(655b) Two-Step Crystal Nucleation Is Selected Because of Lower Surface Free Energy Barrier

Nucleation of crystals from solution underlies multitudinous natural and engineered processes. The formation of a crystal nucleus in a supersaturated environment creates an energy-rich interface. According to classical theory, the associated surface free energy barrier is overcome by random fluctuations leading to direct assembly of monomers into a crystalline embryo. Discrepancies between classical predictions and experimental observations suggested a two-step mechanism of crystal nucleation, whereby nuclei are hosted by disordered solute-rich precursors. A fundamental controversy of two-step nucleation is that whereas precursor populations often occupy a minor volume, nucleation confined to precursors is faster than direct nucleation. Here we demonstrate that nucleation of insulin crystals, which occurs with a highly regulated rate in mammalian pancreases as a part of insulin biosynthesis, is assisted by protein-rich clusters of radius 160 â?? 200 nm that occupy ca. 10^-6 of the solution volume.
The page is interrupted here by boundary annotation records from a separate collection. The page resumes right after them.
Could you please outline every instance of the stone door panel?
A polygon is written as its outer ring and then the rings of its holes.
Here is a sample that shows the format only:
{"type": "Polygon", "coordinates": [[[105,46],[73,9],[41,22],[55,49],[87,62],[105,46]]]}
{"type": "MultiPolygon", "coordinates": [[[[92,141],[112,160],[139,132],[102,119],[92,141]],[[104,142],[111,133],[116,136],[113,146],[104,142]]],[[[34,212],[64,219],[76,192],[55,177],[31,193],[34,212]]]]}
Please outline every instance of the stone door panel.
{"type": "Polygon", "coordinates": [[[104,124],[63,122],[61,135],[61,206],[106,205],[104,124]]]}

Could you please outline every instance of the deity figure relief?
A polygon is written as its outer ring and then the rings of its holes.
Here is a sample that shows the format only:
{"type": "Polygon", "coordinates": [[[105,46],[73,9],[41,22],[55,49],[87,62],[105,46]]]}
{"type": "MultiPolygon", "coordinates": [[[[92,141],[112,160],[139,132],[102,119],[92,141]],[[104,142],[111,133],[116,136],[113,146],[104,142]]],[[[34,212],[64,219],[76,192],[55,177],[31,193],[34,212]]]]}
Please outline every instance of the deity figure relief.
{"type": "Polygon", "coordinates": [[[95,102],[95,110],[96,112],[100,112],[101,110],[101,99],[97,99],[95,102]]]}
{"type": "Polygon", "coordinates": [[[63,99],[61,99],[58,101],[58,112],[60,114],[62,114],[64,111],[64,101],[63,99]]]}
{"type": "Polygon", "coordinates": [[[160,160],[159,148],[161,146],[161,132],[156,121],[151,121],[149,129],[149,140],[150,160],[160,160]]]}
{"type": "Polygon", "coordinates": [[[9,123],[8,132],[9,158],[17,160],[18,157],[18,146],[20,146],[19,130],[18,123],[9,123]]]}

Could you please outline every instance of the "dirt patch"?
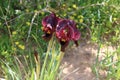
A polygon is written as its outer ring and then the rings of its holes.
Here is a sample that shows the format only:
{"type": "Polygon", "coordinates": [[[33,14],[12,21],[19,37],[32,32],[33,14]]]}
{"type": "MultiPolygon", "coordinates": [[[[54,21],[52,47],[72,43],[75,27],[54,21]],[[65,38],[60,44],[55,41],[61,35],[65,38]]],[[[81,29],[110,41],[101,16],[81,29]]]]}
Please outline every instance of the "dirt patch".
{"type": "MultiPolygon", "coordinates": [[[[114,51],[112,47],[109,48],[114,51]]],[[[106,50],[107,48],[100,50],[99,60],[104,58],[106,50]]],[[[92,67],[97,51],[98,46],[90,43],[82,43],[77,48],[67,49],[61,64],[62,80],[96,80],[92,67]]],[[[104,77],[106,72],[101,71],[100,74],[104,77]]]]}

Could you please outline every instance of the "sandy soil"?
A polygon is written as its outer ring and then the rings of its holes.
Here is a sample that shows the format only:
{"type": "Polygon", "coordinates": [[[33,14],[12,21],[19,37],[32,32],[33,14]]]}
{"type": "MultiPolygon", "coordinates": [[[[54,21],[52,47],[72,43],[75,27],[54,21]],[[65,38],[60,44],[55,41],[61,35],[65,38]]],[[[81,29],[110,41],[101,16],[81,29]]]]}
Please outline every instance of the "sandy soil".
{"type": "MultiPolygon", "coordinates": [[[[112,47],[103,47],[100,50],[99,60],[104,58],[104,53],[108,49],[114,51],[112,47]]],[[[95,63],[97,51],[98,46],[90,43],[81,43],[77,48],[67,49],[61,64],[62,80],[97,80],[91,69],[95,63]]],[[[100,75],[105,78],[107,73],[100,71],[100,75]]]]}

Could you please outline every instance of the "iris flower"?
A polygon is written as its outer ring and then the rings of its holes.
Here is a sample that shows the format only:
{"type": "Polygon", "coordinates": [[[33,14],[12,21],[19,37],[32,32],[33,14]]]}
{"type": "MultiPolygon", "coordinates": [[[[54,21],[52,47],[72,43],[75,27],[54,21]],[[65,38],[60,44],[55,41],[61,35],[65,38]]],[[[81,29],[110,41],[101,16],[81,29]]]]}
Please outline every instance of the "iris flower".
{"type": "Polygon", "coordinates": [[[71,40],[78,46],[78,40],[80,38],[80,32],[76,27],[76,23],[73,20],[61,19],[58,21],[56,27],[56,37],[61,44],[61,51],[65,51],[71,40]]]}

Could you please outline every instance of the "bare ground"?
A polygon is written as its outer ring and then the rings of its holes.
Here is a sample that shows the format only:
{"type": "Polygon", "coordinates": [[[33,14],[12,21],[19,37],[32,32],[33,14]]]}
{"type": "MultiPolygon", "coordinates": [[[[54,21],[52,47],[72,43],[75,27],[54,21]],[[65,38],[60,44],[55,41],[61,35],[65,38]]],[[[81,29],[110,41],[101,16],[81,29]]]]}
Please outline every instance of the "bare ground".
{"type": "MultiPolygon", "coordinates": [[[[99,60],[105,56],[105,52],[114,51],[113,47],[103,47],[100,49],[99,60]]],[[[63,58],[62,80],[96,80],[95,74],[92,72],[93,64],[97,56],[98,46],[90,43],[82,43],[79,47],[67,49],[63,58]]],[[[106,71],[101,70],[101,77],[106,77],[106,71]]]]}

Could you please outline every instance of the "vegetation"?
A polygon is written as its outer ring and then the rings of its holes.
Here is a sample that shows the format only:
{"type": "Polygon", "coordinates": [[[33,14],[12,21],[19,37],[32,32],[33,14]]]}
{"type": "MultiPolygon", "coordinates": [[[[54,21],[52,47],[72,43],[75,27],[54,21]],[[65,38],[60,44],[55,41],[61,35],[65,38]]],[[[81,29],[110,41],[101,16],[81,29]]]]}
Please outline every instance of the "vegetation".
{"type": "Polygon", "coordinates": [[[47,42],[41,36],[41,21],[50,12],[74,20],[81,40],[99,45],[92,68],[96,79],[101,79],[100,69],[107,71],[106,80],[120,79],[119,0],[0,0],[0,77],[60,79],[59,65],[64,53],[55,37],[47,42]],[[116,51],[106,52],[105,58],[99,61],[101,47],[109,45],[116,51]]]}

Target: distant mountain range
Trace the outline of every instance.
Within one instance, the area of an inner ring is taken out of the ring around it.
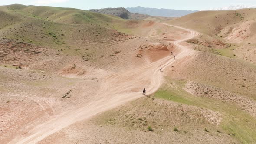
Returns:
[[[159,9],[154,8],[143,7],[140,6],[135,7],[127,7],[126,9],[133,13],[164,17],[181,17],[198,11],[197,10],[175,10],[163,8]]]
[[[106,8],[101,9],[92,9],[90,11],[115,15],[124,19],[143,20],[151,17],[145,14],[133,13],[123,7]]]
[[[88,10],[103,14],[115,15],[123,19],[131,18],[131,13],[123,7],[106,8],[101,9],[91,9]]]
[[[235,10],[245,8],[256,8],[256,6],[248,6],[244,5],[236,5],[236,6],[229,6],[227,7],[224,7],[219,8],[214,8],[208,10]]]

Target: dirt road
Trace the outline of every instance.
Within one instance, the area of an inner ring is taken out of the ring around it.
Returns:
[[[193,51],[183,46],[181,42],[198,36],[199,33],[164,23],[159,24],[169,25],[189,32],[190,35],[188,37],[174,42],[179,48],[175,55],[180,59],[193,54]],[[17,137],[9,144],[36,143],[76,122],[142,97],[142,91],[144,88],[146,88],[147,95],[152,94],[163,83],[164,73],[160,71],[160,65],[164,70],[174,62],[173,59],[167,56],[139,69],[109,75],[102,81],[100,90],[97,96],[92,101],[93,102],[79,109],[66,111],[56,116]]]

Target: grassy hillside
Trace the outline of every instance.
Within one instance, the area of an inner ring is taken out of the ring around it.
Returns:
[[[113,35],[108,34],[114,33],[113,23],[123,21],[72,8],[14,4],[0,7],[0,10],[1,39],[54,48],[69,46],[73,36],[94,39],[109,35],[112,38]]]
[[[170,23],[210,36],[226,26],[256,19],[256,9],[229,11],[200,11],[172,20]]]

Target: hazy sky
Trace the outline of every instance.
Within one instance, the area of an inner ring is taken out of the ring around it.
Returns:
[[[135,7],[201,10],[230,5],[256,6],[256,0],[0,0],[0,5],[19,3],[73,7],[82,10]]]

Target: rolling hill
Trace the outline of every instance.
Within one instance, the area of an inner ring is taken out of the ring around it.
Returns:
[[[0,7],[1,143],[256,142],[255,9],[112,10]]]
[[[135,7],[127,7],[126,9],[133,13],[164,17],[181,17],[197,11],[196,10],[175,10],[163,8],[159,9],[140,6]]]

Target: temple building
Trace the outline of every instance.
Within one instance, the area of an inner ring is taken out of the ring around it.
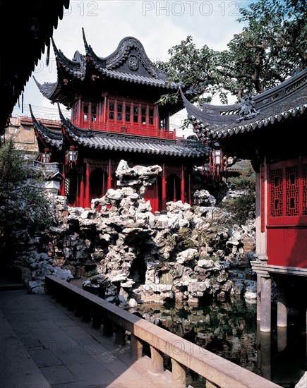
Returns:
[[[277,327],[287,326],[294,305],[306,320],[307,69],[240,104],[205,104],[200,109],[182,97],[200,141],[215,141],[229,156],[251,160],[255,171],[256,260],[251,264],[260,331],[271,330],[272,279]]]
[[[193,169],[203,165],[208,147],[170,128],[170,116],[184,108],[182,99],[175,105],[156,102],[179,86],[167,83],[167,74],[154,66],[137,39],[125,37],[112,54],[100,57],[83,35],[85,54],[76,51],[72,60],[52,41],[57,80],[35,80],[42,94],[58,104],[59,128],[37,120],[30,107],[40,160],[61,166],[60,193],[71,206],[90,206],[91,200],[116,187],[115,171],[124,159],[130,167],[162,167],[144,194],[153,212],[168,201],[191,205]],[[71,111],[69,119],[60,104]]]

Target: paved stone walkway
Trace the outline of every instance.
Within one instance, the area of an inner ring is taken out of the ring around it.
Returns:
[[[82,322],[49,295],[0,288],[1,388],[169,388],[150,359]]]

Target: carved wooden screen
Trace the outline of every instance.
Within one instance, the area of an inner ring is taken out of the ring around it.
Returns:
[[[268,225],[307,223],[307,158],[269,165]]]
[[[267,264],[307,268],[307,157],[268,169]]]

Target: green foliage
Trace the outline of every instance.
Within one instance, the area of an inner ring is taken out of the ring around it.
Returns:
[[[224,222],[228,224],[244,224],[248,220],[255,217],[255,175],[251,163],[239,176],[229,178],[229,188],[242,190],[243,193],[235,198],[228,198],[223,201],[223,210],[227,216]]]
[[[14,148],[13,140],[0,147],[0,236],[6,245],[13,232],[31,234],[52,222],[42,176],[30,162]]]
[[[98,272],[96,271],[96,269],[92,269],[92,271],[88,271],[87,272],[85,272],[84,276],[85,277],[92,277],[97,274]]]
[[[191,228],[180,228],[177,231],[178,246],[183,249],[195,248],[195,243],[191,239],[192,231]]]
[[[197,48],[189,35],[169,50],[167,63],[157,63],[191,93],[191,102],[210,102],[218,94],[227,103],[227,93],[240,100],[282,82],[307,66],[307,7],[305,0],[258,0],[240,8],[240,33],[222,51],[205,45]],[[204,95],[207,97],[204,97]],[[178,95],[162,96],[159,102],[176,102]]]

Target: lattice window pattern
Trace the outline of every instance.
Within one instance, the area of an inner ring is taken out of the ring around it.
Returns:
[[[282,169],[270,171],[271,217],[282,217]]]
[[[301,166],[302,214],[307,215],[307,164]]]
[[[69,178],[65,178],[65,195],[69,195],[70,187],[71,187],[71,181]]]
[[[287,167],[285,171],[287,217],[299,215],[299,166]]]

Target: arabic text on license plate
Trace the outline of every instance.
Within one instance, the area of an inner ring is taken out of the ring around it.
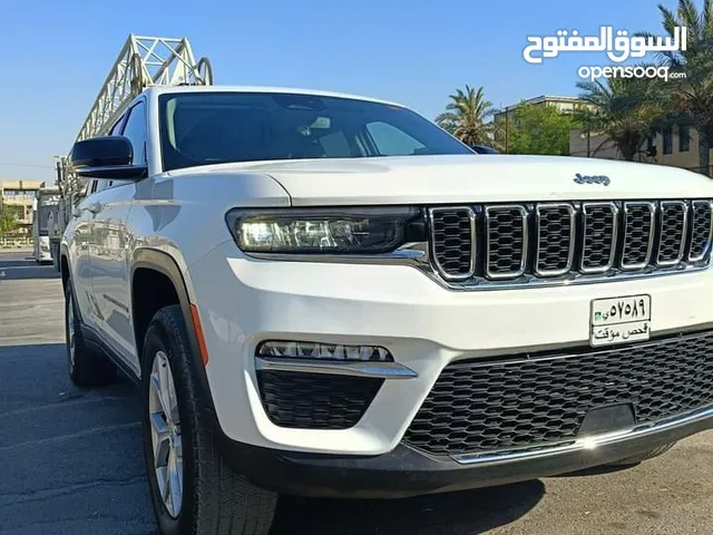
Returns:
[[[648,340],[651,335],[651,295],[595,299],[589,319],[589,344]]]

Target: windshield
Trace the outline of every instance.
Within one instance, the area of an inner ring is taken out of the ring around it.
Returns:
[[[473,154],[400,106],[268,93],[162,95],[164,169],[224,162]]]

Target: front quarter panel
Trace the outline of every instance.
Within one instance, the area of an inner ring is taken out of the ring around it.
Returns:
[[[135,185],[128,230],[129,249],[169,254],[185,275],[188,266],[232,240],[225,214],[233,207],[290,206],[273,178],[257,174],[196,171],[170,173]],[[188,288],[189,296],[192,289]]]

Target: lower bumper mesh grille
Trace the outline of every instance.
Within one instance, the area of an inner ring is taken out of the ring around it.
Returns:
[[[594,408],[631,403],[637,422],[713,403],[713,332],[642,344],[446,367],[404,440],[437,455],[573,439]]]
[[[263,407],[280,427],[349,429],[364,415],[383,379],[257,371]]]

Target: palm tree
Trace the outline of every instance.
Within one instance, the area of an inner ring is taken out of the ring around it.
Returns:
[[[633,160],[663,116],[662,100],[651,80],[607,78],[606,84],[579,81],[577,88],[583,91],[579,98],[589,107],[576,110],[575,119],[605,137],[592,154],[611,142],[624,159]]]
[[[436,123],[466,145],[492,144],[492,125],[486,119],[494,113],[492,103],[486,100],[482,86],[477,90],[466,86],[449,97],[452,101],[446,111],[436,117]]]
[[[703,0],[699,11],[693,0],[678,0],[674,13],[660,4],[663,27],[673,37],[676,27],[687,28],[684,51],[661,52],[670,71],[685,78],[670,79],[664,90],[671,95],[674,111],[690,118],[699,133],[699,165],[711,174],[709,150],[713,144],[713,0]]]

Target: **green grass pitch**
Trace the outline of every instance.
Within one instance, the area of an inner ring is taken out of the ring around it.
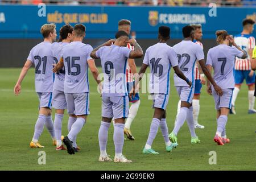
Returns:
[[[91,74],[90,78],[90,111],[87,122],[77,137],[81,148],[74,155],[67,151],[55,151],[49,134],[44,128],[40,138],[46,148],[30,148],[38,117],[38,100],[34,91],[34,69],[30,69],[22,85],[22,93],[15,96],[13,88],[21,68],[0,69],[0,170],[255,170],[256,115],[247,114],[247,91],[245,85],[239,93],[236,102],[237,115],[229,115],[227,135],[231,142],[224,146],[213,142],[216,130],[216,111],[213,98],[202,89],[199,123],[205,126],[196,130],[201,143],[190,143],[190,134],[185,123],[178,134],[179,146],[171,153],[165,151],[160,130],[152,148],[160,154],[142,154],[152,121],[152,101],[147,94],[141,94],[141,104],[131,126],[134,141],[125,140],[123,154],[132,160],[130,164],[100,163],[98,131],[101,122],[101,97]],[[171,76],[171,96],[167,107],[169,132],[174,127],[178,97],[174,86],[173,70]],[[54,118],[54,110],[53,111]],[[63,119],[63,134],[67,134],[68,115]],[[114,148],[112,125],[109,131],[107,151],[113,158]],[[46,153],[46,164],[38,163],[39,151]],[[210,165],[209,153],[217,153],[217,164]]]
We show that the surface free energy encountered by newly nucleated crystals is ca. 80-fold lower than the independently determined surface free energy of the crystal-solution interface; the latter value dictates the barrier for direct crystal nucleation in the solution. This comparison indicates that two-step nucleation is faster than the direct pathway and is selected as a phase transformation route due to a lower surface free energy barrier and suggests that nucleation of crystals can be controlled by manipulating the properties of the disordered precursors.